Tuesday, October 11, 2011

FAMOZ: Let's treat project failures like airplane crashes

Whenever an airliner crashes, two questions demand answers:
  • Who is responsible? -- so we can punish them, sue them or put them in jail (or gain advantage for ourselves)
  • How did this happen? -- so we can prevent accidents like this in the future. 
Oddly enough, if the investigation seeks to answer the first question, it becomes very difficult to achieve the goal of the second question. If people are afraid of punishment, they are reluctant to provide information which can and will be used against them. The investigation of airline incidents always focus on the second question and aviation has enjoyed an excellent and improving safety record because of it.

The city of Zurich has "pulled the plug" on "ELUSA" (or FAMOZ, as it was originally known). This system to integrate the operations of four departments of the city's social services office was originally budgeted at 11 million CHF, but after several rounds of additional financing was now expected to cost 29 million. Stopping the project will limit the costs to 26 Million. The politician are speaking of a disaster, citizens are expressing disgust, and the suppliers are saying 'we're being made into scapegoats.'

Is this case exceptional? According to the Tages-Anzeiger, 75% of the functionality is completed and operational, the costs are 235% of the original budget, and the project was restarted at least once. According to criteria of the Standish group's CHAOS report, this large project would be considered challenged: "completed and operational but over-budget, over the time estimate, and offers fewer features and functions than originally specified.

According to the CHAOS report, 61.5% of all large projects are challenged, only 9% are successful and the rest fail. 94% of all challenged or failed projects restart at least once. The average cost overrun is about 180% of the original budget. So this project is in many ways typical and based on the numbers comes into the "top 25%" of project failures.

Why did this project have to end in a disaster? 75% of the functionality is available. According to other work of the Standish Group, 64% of the functionality developed in such projects is seldom or never used. So if the project had implemented the 'right' 36% first, i.e. the functionality that is needed frequently or every day, the project could have been stopped long ago and as a success and at a figure close to the original budget.

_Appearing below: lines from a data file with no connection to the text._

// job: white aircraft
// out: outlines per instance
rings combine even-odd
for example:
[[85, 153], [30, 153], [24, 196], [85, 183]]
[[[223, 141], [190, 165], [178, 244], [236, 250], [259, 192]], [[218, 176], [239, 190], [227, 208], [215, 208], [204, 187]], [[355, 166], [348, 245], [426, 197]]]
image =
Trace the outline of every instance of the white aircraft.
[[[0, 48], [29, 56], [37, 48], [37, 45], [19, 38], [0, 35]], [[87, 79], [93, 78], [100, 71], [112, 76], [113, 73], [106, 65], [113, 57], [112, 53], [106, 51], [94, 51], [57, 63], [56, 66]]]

Why did this crash have to happen? The first Chaos report was published in 1995. This is not the first or even the biggest 'plane crash' of a Swiss government IT project. If this had been an airplane crash, the safety authorities would be crawling over the scene of the accident; politicians and the flying public would demand that the causes be identified and the

Why can't an IT failure be treated like a plane crash? Why are failures used for political gain rather than as a basis for learning? Why can't we have an IT Project Safety Board, which investigates "accidents" and makes recommendations to prevent similar incidents in the future?


srinivas C said...

Because no one is killed. A typical s/w project is just something that brings about some benefit, sometimes hard to discern. A crash and this cannot be treating with the same or even similar seriousness. However I take your point, we indeed need to be more serious about project failures.

Peter said...

So true, no one is killed! Although you might get a different impression when you listen to the politicians attacking each other, the civil servants involved, the IT supplier and the whole IT sector!

Of course this kind of bickering can be more about the politicians than the project itself. In this case, insiders report that the project was a success and the software has been in service for years. Appartently there were issues around price negotiations for the next release which were the primary source of heat. A small detail: Again, according my source, 75% of the "project costs" are internal costs of the city administration, not funds paid to the supplier. "Figures don't lie, but liars can figure" -- Mark Twain.

If I understand the history correctly, Norm Kerth created the prime directive after a fatal accident at a regatta where he was a race official. The concept of creating an environment of safety is now a core concept of the retrospective community.

So for me plane crashes are an extreme case - we look at the principles that work in the extreme case and see how they apply in the more day to day cases.